Of course, the irony of our food supply system means that local produce is often more expensive than imported goods, and Cowbell’s prices must necessarily reflect that, with mains in the $20 to $30 range. While such prices are now typical of many Toronto restaurants, it’s definitely on the high end for Parkdale, an issue that Culliton is well aware of. “We don’t want to alienate our neighbourhood,” she says, “because we live here too and see the desire for something like Cowbell in it. I believe our prices are reasonable for what we offer.”
So far, there seem to be a lot of people who agree with her, as Cowbell has had a full house almost every night since they’ve opened. Many have been attracted by Cutrara’s reputation from his short stint at the Globe, and a buzz has been built via preview coverage in Toronto Life, a blurb in the Toronto Star, and a rave review in NOW. But there has also been the inevitable criticism from Chowhound and other online forums, complaining about everything from the prices and portions to the “ugly ceiling”. While they try to take such comments in stride, Culliton says that it’s hard not to take it personally. “We try to read it and look at it from the perspective of someone who isn’t involved - Would we care that much? Would we still go even after reading it? But it’s hard to separate yourself from it. We’re totally open to criticism, but like everyone else, we prefer the constructive kind over the ranty kind. We’re in the service industry and ultimately you want to make everyone happy, but when you read stuff like this you realize you can’t make everyone happy, which is a tough thing to resolve.”
That said, valid criticisms and concerns are taken to heart and acted upon. A complaint about the lack of vegetarian options has led to a meat-free special being listed on the chalkboard each night. The wine list has already been changed to feature a half-dozen bottles in the $20-$30 range, and after initially offering two wines by the glass, they will now pour single glasses of any wine on the list for 1/5 the bottle price.

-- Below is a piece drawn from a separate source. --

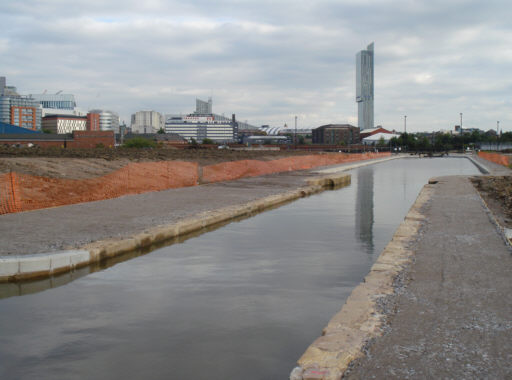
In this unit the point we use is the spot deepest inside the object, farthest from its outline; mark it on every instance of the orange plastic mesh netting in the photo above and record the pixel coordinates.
(22, 192)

Preparations and dishes are tweaked and changed based on feedback from customers, and the flexibility of the daily card allows Cutrara to drop items that he’s not completely happy with at any time.

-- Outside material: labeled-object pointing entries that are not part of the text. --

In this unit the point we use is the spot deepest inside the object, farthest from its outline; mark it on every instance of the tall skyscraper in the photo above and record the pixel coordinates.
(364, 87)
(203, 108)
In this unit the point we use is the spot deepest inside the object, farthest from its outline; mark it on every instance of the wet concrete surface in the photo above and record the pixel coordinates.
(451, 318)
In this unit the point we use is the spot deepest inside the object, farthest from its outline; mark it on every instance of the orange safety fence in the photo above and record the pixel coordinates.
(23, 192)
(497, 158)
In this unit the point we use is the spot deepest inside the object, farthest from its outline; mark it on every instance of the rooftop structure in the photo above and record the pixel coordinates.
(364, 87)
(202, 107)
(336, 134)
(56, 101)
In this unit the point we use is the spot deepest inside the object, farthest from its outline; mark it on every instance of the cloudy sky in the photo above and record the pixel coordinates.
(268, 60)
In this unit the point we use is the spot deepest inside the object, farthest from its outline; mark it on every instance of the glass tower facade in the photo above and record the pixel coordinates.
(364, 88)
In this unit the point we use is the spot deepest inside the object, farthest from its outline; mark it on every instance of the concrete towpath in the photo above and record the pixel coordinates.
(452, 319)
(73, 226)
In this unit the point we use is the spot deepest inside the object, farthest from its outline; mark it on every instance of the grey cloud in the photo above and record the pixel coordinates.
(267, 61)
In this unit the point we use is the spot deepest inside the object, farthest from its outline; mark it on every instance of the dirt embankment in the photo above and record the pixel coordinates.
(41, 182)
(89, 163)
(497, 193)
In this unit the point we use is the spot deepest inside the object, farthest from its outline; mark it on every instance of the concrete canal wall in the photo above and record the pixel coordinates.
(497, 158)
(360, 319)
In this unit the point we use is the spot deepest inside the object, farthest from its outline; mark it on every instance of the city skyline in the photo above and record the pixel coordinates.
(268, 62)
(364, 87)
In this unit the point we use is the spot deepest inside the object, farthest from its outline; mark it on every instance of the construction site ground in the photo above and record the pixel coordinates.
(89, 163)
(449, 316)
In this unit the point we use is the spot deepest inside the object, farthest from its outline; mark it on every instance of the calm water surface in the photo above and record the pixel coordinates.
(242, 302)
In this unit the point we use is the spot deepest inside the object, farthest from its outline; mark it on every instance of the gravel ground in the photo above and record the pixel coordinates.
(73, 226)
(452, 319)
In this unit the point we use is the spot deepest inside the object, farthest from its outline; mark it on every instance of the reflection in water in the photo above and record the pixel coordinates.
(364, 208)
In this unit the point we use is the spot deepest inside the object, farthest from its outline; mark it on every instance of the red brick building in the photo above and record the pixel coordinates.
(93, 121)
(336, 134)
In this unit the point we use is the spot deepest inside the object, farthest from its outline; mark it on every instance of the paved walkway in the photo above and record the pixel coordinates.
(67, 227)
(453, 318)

So, will Cowbell fly in a neighbourhood better known for roti huts, cheap pizza joints and bars that serve watery draught beer of questionable origin? Culliton and Cutrara are cautiously optimistic. “Is the neighbourhood ready for us? We don’t know. We can only tell you what we’ve heard from countless people that we’ve run into as we prepared to open, and what patrons have said to us since we’ve been open - they are so happy we’re here. We can only try what we believe in, pay our bills promptly and hope people show up.”

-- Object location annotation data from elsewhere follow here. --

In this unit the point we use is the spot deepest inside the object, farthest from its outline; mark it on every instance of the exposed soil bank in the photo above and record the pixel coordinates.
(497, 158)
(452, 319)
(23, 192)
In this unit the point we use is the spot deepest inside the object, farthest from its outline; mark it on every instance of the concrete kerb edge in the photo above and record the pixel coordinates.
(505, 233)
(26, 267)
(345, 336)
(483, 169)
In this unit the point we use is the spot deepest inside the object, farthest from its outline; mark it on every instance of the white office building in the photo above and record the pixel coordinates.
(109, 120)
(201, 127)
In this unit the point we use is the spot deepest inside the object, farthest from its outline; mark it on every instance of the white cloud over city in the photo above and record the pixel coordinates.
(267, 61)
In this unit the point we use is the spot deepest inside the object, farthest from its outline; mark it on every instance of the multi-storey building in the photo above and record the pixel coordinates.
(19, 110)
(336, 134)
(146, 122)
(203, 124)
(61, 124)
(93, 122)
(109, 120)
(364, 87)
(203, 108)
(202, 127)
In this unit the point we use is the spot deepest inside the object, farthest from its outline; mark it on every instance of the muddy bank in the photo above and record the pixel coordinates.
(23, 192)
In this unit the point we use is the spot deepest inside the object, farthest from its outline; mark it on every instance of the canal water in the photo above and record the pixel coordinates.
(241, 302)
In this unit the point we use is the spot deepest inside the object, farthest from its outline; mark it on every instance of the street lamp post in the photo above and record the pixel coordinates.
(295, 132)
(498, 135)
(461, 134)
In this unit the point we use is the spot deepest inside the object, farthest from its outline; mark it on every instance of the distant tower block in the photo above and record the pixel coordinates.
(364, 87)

Looking to the future, the couple plans to start hosting farmer’s nights in the fall, where all of the produce and protein on the menu will be sourced from a single farm, and paired with wines from a single Ontario winery. They are also featuring the work of local artists on the walls on a rotating basis, and plan to promote the artists and producers they work with via their soon to be launched website. Combined with their dedication to supporting local and small producers as much as possible, these initiatives and goals are quite laudable, especially in business where cutting corners is often the norm. I can only imagine that Christopher Walken - who is no slouch in the kitchen himself, by the way - would approve.